Q12: A forensic image is created using the E01 format. What feature does this format
support?
A. Compression only
B. Encryption only
C. Compression and error detection [CORRECT]
D. Password protection only
Correct Answer: C
Rationale: Correct because the E01 format (used by EnCase) supports both
compression and cyclic redundancy checks for data integrity.
Q13: Which Mac OS file system is case-insensitive by default?
A. APFS
B. HFS+
C. HFS+ (Journaled) [CORRECT]
D. exFAT
Correct Answer: C
Rationale: Correct because HFS+ (Journaled) is the default Mac file system,
which is case-insensitive but preserves case.
Q14: What is the purpose of the USN Journal in NTFS?
A. Track user logins
B. Record file deletion events
C. Log changes to files and directories [CORRECT]
D. Store alternate data streams
Correct Answer: C
, Rationale: Correct because the USN Journal (Update Sequence Number) logs all
modifications to files and directories, critical for timeline analysis.

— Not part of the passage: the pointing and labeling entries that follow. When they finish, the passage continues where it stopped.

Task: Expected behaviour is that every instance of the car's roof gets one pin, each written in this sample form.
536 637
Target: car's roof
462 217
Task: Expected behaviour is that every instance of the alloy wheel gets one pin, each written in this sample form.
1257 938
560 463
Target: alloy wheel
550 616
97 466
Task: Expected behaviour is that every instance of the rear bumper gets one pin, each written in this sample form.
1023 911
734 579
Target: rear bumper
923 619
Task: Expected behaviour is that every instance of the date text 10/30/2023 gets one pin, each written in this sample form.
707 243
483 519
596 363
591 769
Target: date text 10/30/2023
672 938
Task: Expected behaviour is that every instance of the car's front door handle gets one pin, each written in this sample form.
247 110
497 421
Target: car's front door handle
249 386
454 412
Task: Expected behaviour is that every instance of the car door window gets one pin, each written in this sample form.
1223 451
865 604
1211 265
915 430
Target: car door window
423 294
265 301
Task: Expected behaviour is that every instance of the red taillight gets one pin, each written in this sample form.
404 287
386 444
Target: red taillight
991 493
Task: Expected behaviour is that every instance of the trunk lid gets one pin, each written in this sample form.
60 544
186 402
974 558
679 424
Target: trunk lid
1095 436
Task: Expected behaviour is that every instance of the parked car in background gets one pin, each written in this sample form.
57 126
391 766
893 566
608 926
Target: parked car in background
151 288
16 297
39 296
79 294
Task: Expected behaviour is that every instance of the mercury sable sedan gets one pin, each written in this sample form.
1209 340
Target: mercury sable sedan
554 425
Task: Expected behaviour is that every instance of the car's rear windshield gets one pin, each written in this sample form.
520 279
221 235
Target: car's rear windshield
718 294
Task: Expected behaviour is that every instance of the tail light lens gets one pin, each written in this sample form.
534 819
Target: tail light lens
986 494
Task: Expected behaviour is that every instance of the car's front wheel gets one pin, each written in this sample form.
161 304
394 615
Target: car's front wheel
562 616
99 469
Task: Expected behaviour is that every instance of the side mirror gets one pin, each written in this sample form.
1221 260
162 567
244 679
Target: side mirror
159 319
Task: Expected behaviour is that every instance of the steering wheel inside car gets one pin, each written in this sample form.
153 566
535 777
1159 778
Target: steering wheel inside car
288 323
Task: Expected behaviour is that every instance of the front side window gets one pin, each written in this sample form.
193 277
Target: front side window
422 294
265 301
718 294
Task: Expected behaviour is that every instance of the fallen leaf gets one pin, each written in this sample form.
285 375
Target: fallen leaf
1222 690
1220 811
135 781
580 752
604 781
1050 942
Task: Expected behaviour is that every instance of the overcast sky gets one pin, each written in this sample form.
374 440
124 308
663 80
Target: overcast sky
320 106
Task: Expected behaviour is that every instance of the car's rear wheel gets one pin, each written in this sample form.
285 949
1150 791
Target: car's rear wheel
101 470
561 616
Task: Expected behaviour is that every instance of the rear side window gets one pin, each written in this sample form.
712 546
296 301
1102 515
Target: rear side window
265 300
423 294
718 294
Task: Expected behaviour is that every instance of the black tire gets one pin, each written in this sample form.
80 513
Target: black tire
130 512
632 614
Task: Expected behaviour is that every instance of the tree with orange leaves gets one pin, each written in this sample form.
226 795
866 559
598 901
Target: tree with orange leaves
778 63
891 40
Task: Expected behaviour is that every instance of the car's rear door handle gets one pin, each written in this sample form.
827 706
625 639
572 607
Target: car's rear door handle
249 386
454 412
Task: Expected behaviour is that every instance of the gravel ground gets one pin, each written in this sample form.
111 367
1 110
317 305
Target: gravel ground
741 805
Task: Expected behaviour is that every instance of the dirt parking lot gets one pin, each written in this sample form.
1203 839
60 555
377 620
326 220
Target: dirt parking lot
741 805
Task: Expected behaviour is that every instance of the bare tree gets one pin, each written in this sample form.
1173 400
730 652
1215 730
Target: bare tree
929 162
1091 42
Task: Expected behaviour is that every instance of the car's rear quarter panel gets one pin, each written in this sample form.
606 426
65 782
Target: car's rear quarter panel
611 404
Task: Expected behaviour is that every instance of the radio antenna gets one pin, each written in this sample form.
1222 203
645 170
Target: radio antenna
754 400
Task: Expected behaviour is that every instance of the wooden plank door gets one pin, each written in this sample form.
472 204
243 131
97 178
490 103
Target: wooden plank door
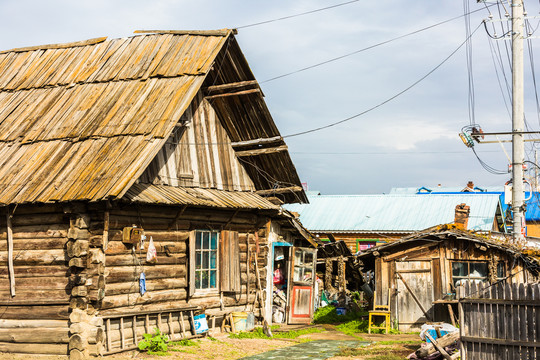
414 294
301 285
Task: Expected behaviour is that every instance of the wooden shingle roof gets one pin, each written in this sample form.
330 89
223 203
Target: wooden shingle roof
82 121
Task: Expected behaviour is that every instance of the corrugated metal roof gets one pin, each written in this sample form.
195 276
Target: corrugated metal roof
170 195
393 213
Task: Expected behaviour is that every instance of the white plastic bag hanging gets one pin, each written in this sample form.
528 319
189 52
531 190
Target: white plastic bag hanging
151 254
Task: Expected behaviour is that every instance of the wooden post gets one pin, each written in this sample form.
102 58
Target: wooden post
11 270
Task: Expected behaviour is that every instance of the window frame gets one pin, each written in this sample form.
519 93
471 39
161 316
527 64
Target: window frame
193 290
455 279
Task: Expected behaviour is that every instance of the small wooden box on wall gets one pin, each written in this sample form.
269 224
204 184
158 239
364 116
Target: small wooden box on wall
132 235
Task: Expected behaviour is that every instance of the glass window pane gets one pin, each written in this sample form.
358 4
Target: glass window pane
298 258
206 240
204 282
459 269
213 242
308 258
478 270
501 271
298 274
198 240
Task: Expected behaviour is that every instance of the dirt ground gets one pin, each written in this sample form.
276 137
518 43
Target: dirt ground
224 348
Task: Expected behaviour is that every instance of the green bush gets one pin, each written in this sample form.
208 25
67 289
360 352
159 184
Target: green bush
155 344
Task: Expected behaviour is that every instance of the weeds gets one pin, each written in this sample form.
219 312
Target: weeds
155 344
258 333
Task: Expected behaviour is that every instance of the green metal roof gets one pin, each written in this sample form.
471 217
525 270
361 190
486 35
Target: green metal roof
393 212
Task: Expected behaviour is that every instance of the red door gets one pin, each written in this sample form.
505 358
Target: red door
301 286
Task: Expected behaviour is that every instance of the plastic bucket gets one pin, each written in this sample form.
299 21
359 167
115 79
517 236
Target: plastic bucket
250 324
341 311
240 321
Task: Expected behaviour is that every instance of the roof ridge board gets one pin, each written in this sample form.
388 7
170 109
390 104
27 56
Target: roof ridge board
57 46
220 32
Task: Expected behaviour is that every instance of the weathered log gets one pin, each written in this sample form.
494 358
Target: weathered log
131 274
444 341
119 248
27 348
96 256
31 296
36 231
151 285
116 301
37 283
39 219
36 257
79 291
34 312
78 341
35 335
77 248
35 244
77 263
32 324
131 260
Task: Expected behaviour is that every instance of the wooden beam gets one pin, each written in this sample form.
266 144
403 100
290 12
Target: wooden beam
232 86
262 151
57 46
255 142
11 270
237 93
414 296
223 32
279 190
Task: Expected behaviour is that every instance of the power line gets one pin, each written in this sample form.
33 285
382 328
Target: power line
296 15
386 152
370 47
389 99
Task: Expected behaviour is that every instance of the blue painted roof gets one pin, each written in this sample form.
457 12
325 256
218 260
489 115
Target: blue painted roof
533 204
392 212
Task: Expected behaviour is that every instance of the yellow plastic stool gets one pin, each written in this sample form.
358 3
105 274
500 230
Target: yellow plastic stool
380 310
386 315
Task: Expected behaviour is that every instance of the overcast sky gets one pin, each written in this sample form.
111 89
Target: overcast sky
411 141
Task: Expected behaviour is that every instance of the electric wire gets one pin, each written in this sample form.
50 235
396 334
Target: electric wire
469 60
389 99
296 15
368 48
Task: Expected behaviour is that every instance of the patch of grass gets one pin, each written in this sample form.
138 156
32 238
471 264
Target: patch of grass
400 342
386 357
258 333
185 342
328 315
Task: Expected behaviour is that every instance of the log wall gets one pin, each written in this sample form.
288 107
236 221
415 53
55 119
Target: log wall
35 320
167 279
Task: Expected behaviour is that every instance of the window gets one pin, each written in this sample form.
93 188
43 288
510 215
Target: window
364 244
465 270
206 264
214 262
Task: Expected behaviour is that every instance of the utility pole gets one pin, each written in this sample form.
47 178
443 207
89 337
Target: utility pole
518 148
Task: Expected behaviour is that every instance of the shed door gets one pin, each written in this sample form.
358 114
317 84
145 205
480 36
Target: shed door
302 285
418 279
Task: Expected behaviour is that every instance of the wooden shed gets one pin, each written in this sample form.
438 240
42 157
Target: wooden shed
110 145
418 274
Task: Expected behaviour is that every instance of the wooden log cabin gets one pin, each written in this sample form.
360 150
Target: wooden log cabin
418 275
108 145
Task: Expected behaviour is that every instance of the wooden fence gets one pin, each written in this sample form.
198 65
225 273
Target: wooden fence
500 321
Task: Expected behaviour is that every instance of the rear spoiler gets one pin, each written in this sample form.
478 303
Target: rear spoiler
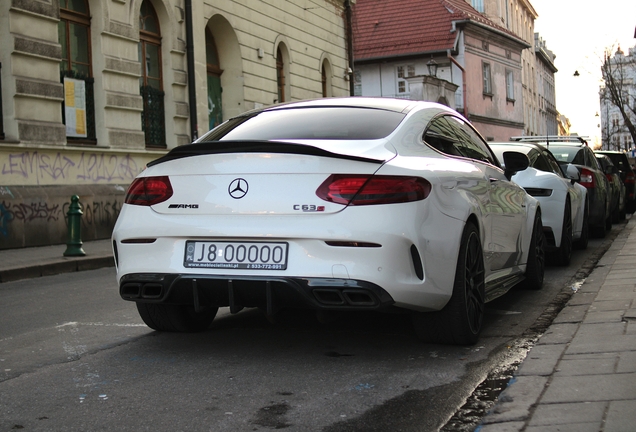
219 147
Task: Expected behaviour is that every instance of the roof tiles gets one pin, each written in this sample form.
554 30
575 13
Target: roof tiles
388 28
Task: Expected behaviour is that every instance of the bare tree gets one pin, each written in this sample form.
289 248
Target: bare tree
619 75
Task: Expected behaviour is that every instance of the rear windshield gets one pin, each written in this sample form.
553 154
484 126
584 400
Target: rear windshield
571 154
327 123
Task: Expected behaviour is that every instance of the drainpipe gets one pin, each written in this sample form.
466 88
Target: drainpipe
349 18
452 59
192 96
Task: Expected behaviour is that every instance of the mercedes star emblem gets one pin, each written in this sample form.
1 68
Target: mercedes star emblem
238 188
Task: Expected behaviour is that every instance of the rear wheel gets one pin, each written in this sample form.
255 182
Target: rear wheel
601 230
582 242
176 318
608 221
535 268
461 319
616 213
564 253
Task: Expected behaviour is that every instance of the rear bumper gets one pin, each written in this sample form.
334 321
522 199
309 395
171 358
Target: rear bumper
270 294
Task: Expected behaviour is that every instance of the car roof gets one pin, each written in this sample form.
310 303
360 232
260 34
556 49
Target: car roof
574 140
517 145
391 104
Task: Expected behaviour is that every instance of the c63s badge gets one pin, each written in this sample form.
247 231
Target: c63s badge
308 208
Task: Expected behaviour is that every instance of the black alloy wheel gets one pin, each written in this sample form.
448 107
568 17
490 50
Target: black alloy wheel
564 254
461 320
535 268
582 241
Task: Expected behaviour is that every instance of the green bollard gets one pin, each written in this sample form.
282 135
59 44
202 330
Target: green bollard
74 243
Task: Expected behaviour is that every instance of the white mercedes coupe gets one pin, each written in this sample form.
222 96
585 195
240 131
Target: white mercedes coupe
338 204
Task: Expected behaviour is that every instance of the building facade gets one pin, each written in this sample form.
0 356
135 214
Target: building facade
614 131
91 90
478 62
547 116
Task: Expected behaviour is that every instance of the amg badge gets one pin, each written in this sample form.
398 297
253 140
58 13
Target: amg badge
183 206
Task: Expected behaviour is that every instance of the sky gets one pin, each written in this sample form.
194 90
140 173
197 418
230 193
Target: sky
579 32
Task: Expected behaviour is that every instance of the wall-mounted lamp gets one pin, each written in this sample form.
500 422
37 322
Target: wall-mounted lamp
432 67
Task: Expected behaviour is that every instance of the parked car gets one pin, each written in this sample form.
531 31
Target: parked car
563 201
620 160
617 203
575 150
337 204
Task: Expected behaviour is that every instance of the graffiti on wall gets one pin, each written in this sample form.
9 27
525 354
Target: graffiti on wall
44 167
95 213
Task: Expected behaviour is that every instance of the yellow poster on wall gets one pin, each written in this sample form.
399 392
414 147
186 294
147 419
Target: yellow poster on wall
75 107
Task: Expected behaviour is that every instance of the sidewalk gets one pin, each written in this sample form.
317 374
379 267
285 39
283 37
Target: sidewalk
32 262
581 374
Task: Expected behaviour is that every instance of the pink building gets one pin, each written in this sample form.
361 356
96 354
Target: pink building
477 64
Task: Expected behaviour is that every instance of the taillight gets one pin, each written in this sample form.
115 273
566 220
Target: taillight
149 191
587 178
356 189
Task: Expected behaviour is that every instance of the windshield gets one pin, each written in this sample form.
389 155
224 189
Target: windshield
327 123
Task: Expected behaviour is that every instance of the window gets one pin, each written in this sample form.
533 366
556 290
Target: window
487 78
471 144
74 35
403 72
357 83
215 102
478 5
280 75
150 82
325 78
510 85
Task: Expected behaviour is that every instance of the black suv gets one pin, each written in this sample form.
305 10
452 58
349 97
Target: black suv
625 171
575 150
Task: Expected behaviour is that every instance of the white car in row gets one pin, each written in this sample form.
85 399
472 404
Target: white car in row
564 202
351 204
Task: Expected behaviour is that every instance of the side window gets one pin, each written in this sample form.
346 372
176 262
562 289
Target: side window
591 159
556 168
440 136
579 159
470 143
539 162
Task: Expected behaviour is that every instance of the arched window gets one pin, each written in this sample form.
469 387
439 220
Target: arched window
325 78
280 75
151 87
74 36
215 113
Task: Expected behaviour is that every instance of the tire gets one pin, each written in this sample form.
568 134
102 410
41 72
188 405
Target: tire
461 320
535 267
616 214
581 242
564 253
601 230
175 318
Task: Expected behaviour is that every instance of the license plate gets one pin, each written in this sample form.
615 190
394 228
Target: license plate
236 255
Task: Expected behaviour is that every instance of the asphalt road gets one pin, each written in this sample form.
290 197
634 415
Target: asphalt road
75 357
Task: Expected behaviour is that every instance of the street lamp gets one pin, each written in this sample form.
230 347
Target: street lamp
432 67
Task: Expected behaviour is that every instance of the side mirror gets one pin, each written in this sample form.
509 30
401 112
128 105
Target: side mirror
515 162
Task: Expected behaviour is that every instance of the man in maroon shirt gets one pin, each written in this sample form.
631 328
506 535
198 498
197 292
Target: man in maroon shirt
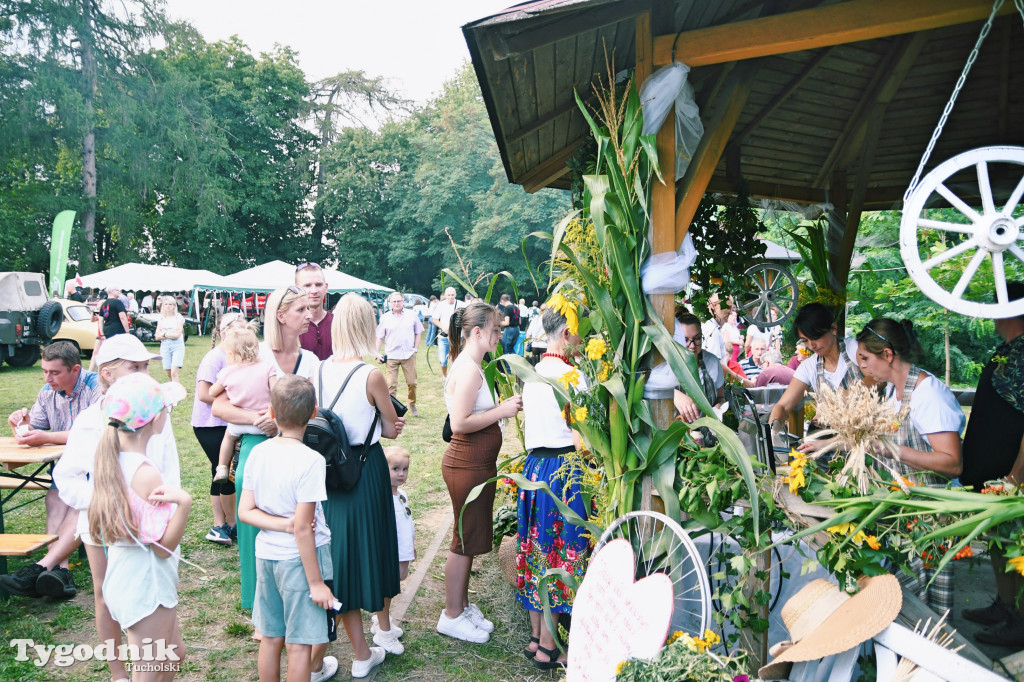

Q15: In memory forensics, which Volatility plugin detects hidden processes?
A. pslist
B. netscan
C. psscan [CORRECT]
D. cmdline
Correct Answer: C
Rationale: Correct because the psscan plugin identifies processes not listed in
the active process list, revealing potential malware.
Q16: Which network forensics tool is used to analyze packet captures (PCAP files)?
A. Splunk
B. OSSEC
C. Wireshark [CORRECT]
D. Nessus
Correct Answer: C
Rationale: Correct because Wireshark is the industry-standard tool for
dissecting and analyzing network traffic in PCAP files.
Q17: A company's incident response team isolates a compromised system. Which
phase of PICERL does this represent?
A. Eradication
B. Recovery
C. Containment [CORRECT]
D. Lessons learned
Correct Answer: C
Rationale: Correct because containment involves isolating affected systems to
prevent further damage during an incident.
Q18: What is the correct order of volatility in digital forensics?
A. Disk > RAM > Network
B. RAM > Disk > Network
C. RAM > Network > Disk [CORRECT]
D. Network > RAM > Disk
Correct Answer: C
Rationale: Correct because RAM is most volatile (lost on power-off), followed
by network data (transient), then disk (persistent).
Q19: Which database forensic tool is used to analyze SQLite databases?
A. MySQL Workbench
B. Oracle SQL Developer
C. SQLite Forensic Explorer [CORRECT]
D. pgAdmin
Correct Answer: C
Rationale: Correct because SQLite Forensic Explorer is specifically designed to
recover and analyze data from SQLite databases.